“A marriage solemnized between a male and a transwoman, both professing Hindu religion, is a valid marriage in terms of Section 5 of the Hindu Marriage Act, 1955 and the Registrar of Marriages is bound to register the same. By holding so, this Court is not breaking any new ground. It is merely stating the obvious. Sometimes to see the obvious, one needs not only physical vision in the eye but also love in the heart.” These opening lines in the judgment of April 22 in Arunkumar-Srija case of Justice G.R. Swaminathan, sitting in Madurai Bench of Madras High Court, is a complete giveaway. The judge is conscious of the sensitive territory he was entering and therefore the preamble as a caveat. Despite the judge making it clear that he was 'not breaking any new ground', the verdict has been welcomed, as if it was path breaking and epochal.
Let's get real with the facts.
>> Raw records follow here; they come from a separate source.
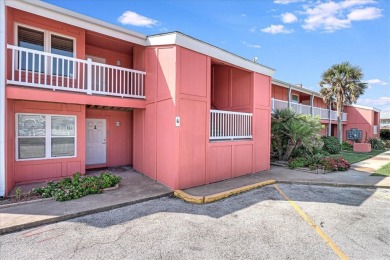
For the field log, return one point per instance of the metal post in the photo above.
(2, 97)
(312, 105)
(89, 76)
(330, 121)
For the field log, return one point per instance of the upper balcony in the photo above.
(307, 110)
(39, 69)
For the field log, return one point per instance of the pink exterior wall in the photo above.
(119, 138)
(182, 156)
(363, 119)
(47, 169)
(159, 134)
(279, 92)
(231, 89)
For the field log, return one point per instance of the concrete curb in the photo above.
(56, 219)
(330, 184)
(221, 195)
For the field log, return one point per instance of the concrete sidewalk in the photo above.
(136, 188)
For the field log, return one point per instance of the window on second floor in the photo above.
(48, 42)
(294, 98)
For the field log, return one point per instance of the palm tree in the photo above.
(342, 84)
(290, 131)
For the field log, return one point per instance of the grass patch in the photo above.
(383, 171)
(353, 157)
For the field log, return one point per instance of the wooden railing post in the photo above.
(89, 76)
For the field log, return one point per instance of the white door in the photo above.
(98, 74)
(95, 141)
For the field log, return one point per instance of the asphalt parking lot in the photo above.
(278, 221)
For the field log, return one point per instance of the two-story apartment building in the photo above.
(79, 93)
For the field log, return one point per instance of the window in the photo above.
(48, 42)
(294, 98)
(34, 40)
(45, 136)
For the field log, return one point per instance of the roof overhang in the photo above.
(368, 108)
(177, 38)
(292, 86)
(66, 16)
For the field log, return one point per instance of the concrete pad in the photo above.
(134, 188)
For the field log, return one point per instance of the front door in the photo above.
(95, 141)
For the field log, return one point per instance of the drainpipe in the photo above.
(312, 105)
(2, 98)
(330, 121)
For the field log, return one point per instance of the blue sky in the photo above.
(300, 39)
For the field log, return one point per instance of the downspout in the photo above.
(330, 121)
(2, 98)
(312, 105)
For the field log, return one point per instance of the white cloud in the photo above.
(382, 101)
(376, 82)
(369, 13)
(331, 16)
(276, 29)
(251, 45)
(132, 18)
(286, 2)
(289, 18)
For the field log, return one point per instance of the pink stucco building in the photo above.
(78, 93)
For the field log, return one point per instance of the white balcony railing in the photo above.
(305, 109)
(228, 125)
(51, 71)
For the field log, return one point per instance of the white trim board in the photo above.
(176, 38)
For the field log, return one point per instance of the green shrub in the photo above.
(335, 164)
(77, 186)
(297, 162)
(331, 144)
(346, 146)
(376, 143)
(384, 134)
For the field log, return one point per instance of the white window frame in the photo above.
(46, 43)
(294, 101)
(48, 137)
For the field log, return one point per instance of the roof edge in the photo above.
(197, 45)
(76, 19)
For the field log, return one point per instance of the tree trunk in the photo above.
(339, 124)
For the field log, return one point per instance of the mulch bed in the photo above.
(23, 198)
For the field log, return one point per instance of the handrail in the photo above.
(52, 71)
(230, 125)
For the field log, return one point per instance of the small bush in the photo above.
(346, 146)
(376, 143)
(385, 134)
(77, 186)
(335, 164)
(331, 144)
(297, 162)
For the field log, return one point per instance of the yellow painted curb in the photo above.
(218, 196)
(225, 194)
(188, 198)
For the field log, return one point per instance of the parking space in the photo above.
(260, 224)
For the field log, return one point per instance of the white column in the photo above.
(312, 105)
(2, 97)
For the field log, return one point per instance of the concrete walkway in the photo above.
(136, 188)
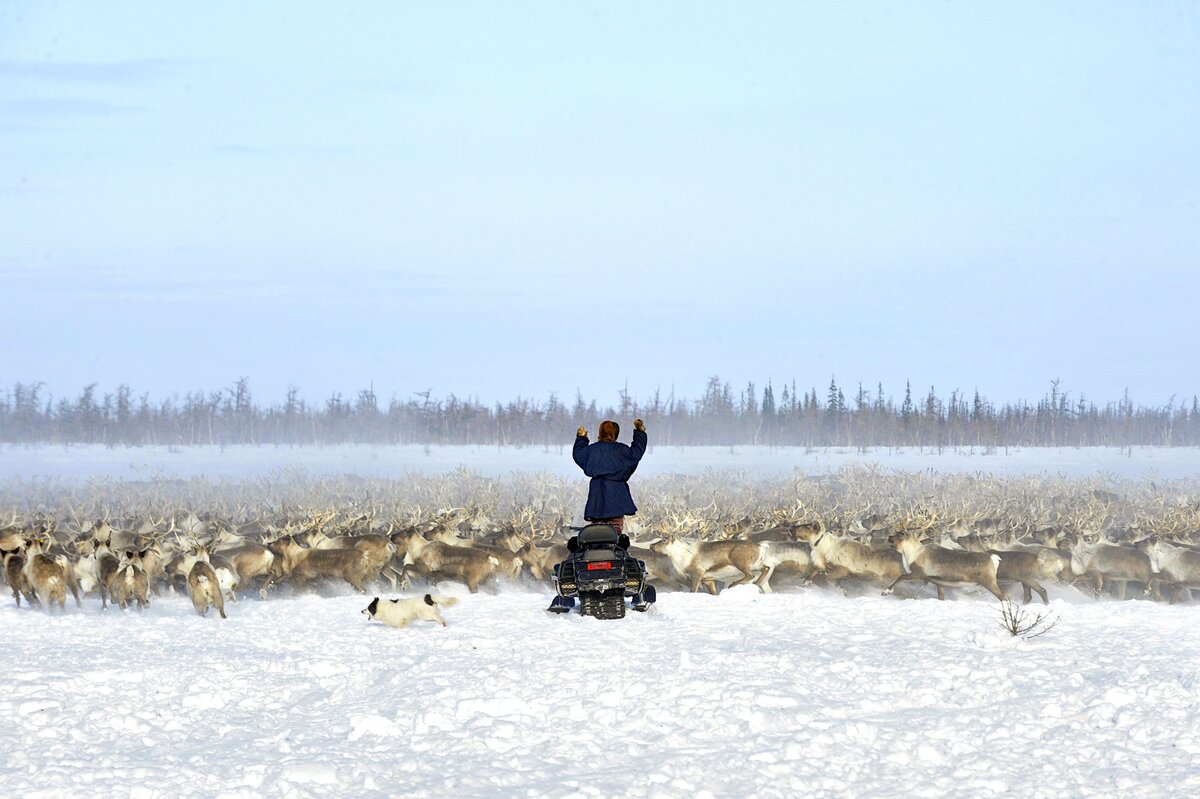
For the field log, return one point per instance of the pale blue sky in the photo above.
(510, 199)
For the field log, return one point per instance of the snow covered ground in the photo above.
(240, 462)
(793, 694)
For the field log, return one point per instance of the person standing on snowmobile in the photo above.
(610, 464)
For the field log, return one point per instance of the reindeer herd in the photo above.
(861, 529)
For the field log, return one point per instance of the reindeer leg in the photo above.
(906, 576)
(994, 587)
(763, 581)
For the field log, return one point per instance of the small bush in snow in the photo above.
(1024, 624)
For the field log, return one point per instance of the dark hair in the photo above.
(609, 431)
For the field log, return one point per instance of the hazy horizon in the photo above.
(514, 200)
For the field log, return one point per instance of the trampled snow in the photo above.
(79, 462)
(807, 692)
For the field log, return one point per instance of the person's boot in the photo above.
(645, 600)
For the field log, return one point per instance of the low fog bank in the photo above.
(79, 463)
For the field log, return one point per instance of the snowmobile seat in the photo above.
(598, 534)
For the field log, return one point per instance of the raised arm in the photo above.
(637, 449)
(580, 452)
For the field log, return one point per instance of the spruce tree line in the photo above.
(777, 415)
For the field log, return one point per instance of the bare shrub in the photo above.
(1021, 623)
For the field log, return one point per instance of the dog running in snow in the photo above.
(400, 613)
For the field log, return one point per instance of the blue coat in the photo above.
(610, 464)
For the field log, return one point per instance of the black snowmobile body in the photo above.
(600, 574)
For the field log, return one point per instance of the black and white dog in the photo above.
(400, 613)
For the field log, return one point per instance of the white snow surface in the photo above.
(79, 462)
(792, 694)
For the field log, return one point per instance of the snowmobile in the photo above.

The judgment must be read and seen for what it is. It is a simple case of a 'legally permissible marriage' between a man and a transgender woman being denied the benefit of registration. Supreme Court has already settled the issue, beyond any doubt, in National Legal Services Authority case, read with Justice K.S. Puttaswamy (popularly christened as Aadhaar case), Navtej Singh Johar case (decriminalising gay relationships), duly recognising constitutional rights of LGBTQ community. Relying on the propositions laid down, Justice Swaminathan has succinctly summed up, “Sex and gender are not one and the same. A person's sex is biologically determined at the time of birth. Not so in that case of gender. That is why after making and exhaustive reference to the human rights jurisprudence worldwide, in this regard, the Hon'ble Supreme Court held that Article 14 of the Constitution of India which affirms that the State shall not deny to 'any person' equality before the law or the equal
protection of the laws within the territory of India would also apply to transgenders. Transgender persons who are neither male/female fall within the expression of 'person' and hence entitled to legal protection of laws in all spheres of State activity as enjoyed by any other citizen of this country.”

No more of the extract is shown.